Lake Louise, Alberta June 15-17, 1978
Yesterday (June 14th) it rained, so I spent the day in Banff, sightseeing at the Banff Springs Hotel, the hot springs and the 'Silver City Saloon'. Did the necessary shopping for provisions, eschewing the tacky tourist shops with their gaggles of camera-laden customers. Banff's a pleasant enough town, but not what I'm looking for right now, thanks very much.
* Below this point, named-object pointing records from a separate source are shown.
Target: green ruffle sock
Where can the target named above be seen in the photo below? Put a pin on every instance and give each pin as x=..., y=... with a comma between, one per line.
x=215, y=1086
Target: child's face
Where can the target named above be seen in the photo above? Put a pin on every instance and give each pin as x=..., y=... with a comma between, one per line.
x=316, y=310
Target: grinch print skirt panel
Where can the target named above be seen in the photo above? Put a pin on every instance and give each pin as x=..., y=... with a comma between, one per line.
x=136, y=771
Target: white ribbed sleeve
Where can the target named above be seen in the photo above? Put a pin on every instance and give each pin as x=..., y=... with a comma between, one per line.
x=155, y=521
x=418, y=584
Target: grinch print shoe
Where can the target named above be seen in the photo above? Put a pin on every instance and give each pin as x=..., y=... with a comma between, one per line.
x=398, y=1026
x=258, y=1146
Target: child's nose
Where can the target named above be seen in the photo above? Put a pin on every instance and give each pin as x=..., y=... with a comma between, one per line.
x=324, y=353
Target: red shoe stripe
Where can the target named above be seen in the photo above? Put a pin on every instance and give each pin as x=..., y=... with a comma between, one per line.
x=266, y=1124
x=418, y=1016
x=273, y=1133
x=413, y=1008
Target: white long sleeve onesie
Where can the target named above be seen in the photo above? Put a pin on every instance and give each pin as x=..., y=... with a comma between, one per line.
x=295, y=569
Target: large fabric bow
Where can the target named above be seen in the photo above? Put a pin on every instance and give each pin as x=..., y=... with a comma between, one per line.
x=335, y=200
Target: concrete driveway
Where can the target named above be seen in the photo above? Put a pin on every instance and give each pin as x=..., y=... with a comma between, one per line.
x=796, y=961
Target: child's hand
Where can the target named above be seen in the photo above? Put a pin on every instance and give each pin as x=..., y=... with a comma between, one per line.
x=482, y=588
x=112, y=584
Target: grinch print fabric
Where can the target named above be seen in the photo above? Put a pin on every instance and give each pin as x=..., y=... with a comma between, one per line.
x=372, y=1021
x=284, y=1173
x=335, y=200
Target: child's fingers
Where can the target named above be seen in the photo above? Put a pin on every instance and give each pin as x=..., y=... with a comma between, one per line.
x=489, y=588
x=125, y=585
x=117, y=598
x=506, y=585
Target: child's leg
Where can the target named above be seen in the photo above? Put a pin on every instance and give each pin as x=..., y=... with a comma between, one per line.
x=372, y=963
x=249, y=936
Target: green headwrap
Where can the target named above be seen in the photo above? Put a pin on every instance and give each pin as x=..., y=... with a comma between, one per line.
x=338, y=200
The next morning I woke to a promising looking day and set off up Johnston's Canyon to the 'ink pots'. Terrific hike for the first bit – on a paved walkway suspended from the steep rock sides of a fast-flowing creek – the creek very aqua-marine in colour, full of glacial flour. I got almost to the pots when it started to rain! So I didn’t stay long before heading back down.
I packed up my gear and drove, through mist and clouds, to Lake Louise, where the sun peaked out for just a few minutes, treating me to a spectacular view of the fabled aqua-marine Lake Louise.
I wanted to do some hikes in the area, and decided, given the cold, to take a room at the Deer Lake Lodge. There is nothing quite as soothing, quite as wonderful, as a long hot shower. And then slipping into a soft bed with clean sheets. Bliss. Absolute bliss.
This morning I set out early to hike the Paradise Valley Circuit – 11 miles. I came across a porcupine not far from the trailhead. It was the first one I’d ever seen, and was much bigger than I had imagined. We had a staring match for several minutes, neither of us willing to give ground or turn tail (as it were). Actually I did most of the staring. He or she continued chewing, beaver-like, at the 'trail closed' sign, looking at me out of the corner of one eye, and bristling up his quills when I moved to get my camera. I decided to forego the photo op, just in case. But regardless of my stillness he must have decided my presence alone was too much of a threat. He turned his back to me – his quills standing up in a fan from the nape of his neck to the base of his tail, an impressively menacing display of sharp yellow needles – and off he lumbered.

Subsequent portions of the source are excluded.